В Москве у молодого князя Ивана Красного было два тысяцких: Алексей Петрович Хвост и Василий Васильевич Вельяминов, по прозвищу Ворон, - оба знатные и именитые бояре, первые среди московских бояр.
Алексей Петрович Хвост был старый, умудренный жизненным опытом боярин. Благодаря его хлопотам и советам князь Иван Данилович Калита смог нажить свои богатства и приобрести земли в Ростовском княжестве. Боярин прожил долгую жизнь и все испытал на своем веку: и княжескую милость, и княжескую опалу. Покойный князь Симеон Гордый, старший сын Ивана Калиты, в свое время крепко осерчал на Алексея Петровича за его нелюбовь к себе и частые возражения.

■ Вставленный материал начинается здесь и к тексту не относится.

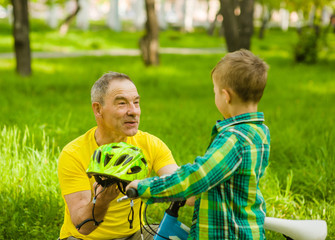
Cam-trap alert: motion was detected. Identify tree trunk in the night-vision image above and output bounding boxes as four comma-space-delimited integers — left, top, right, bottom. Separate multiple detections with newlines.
140, 0, 159, 66
207, 4, 223, 36
59, 0, 80, 35
183, 0, 194, 32
76, 0, 90, 31
239, 0, 254, 49
133, 0, 145, 30
258, 5, 271, 39
107, 0, 122, 32
46, 3, 58, 29
12, 0, 31, 76
220, 0, 240, 52
220, 0, 254, 52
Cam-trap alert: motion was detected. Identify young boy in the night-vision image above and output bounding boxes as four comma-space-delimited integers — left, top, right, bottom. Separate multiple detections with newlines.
127, 50, 270, 240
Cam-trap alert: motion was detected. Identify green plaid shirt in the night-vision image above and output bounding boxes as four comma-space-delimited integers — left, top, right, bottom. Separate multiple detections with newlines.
138, 112, 270, 240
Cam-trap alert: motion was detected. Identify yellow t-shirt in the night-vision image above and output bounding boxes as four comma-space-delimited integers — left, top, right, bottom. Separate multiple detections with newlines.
58, 127, 175, 239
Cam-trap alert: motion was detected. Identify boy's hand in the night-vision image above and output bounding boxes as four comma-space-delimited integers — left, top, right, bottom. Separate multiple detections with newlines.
126, 180, 140, 191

Князь Симеон испугался, что старый боярин вместе со своими многочисленными сторонниками расправится с ним, как Кучковичи с великим князем Андреем Боголюбским, изгнал тысяцкого из Москвы, отобрав у него все волости, и взял клятву со своих братьев-князей, Ивана да Андрея, что они не примут к себе на службу строптивого боярина.
Однако после смерти князя Симеона, случившейся от страшной моровой язвы лет пять назад в Москве, князь Иван Красный возвратил Алексея Петровича на прежнюю должность, вернул ему земли и окружил старого боярина почетом и вниманием. Простым людом это было встречено с большим одобрением: хоть и крут был иной раз Алексей Петрович, но всегда справедлив, а к беднякам порой и милостив. Бояре же во главе с Вельяминовым восприняли это как оскорбление. Да и не могло быть иначе: многим богатым приходилось платить смердам и ремесленникам за свои неправды, со многих из них за неблаговидные дела были взысканы в казну немалые деньги, - этого, конечно, они не забывали и ненавидели Алексея Петровича люто.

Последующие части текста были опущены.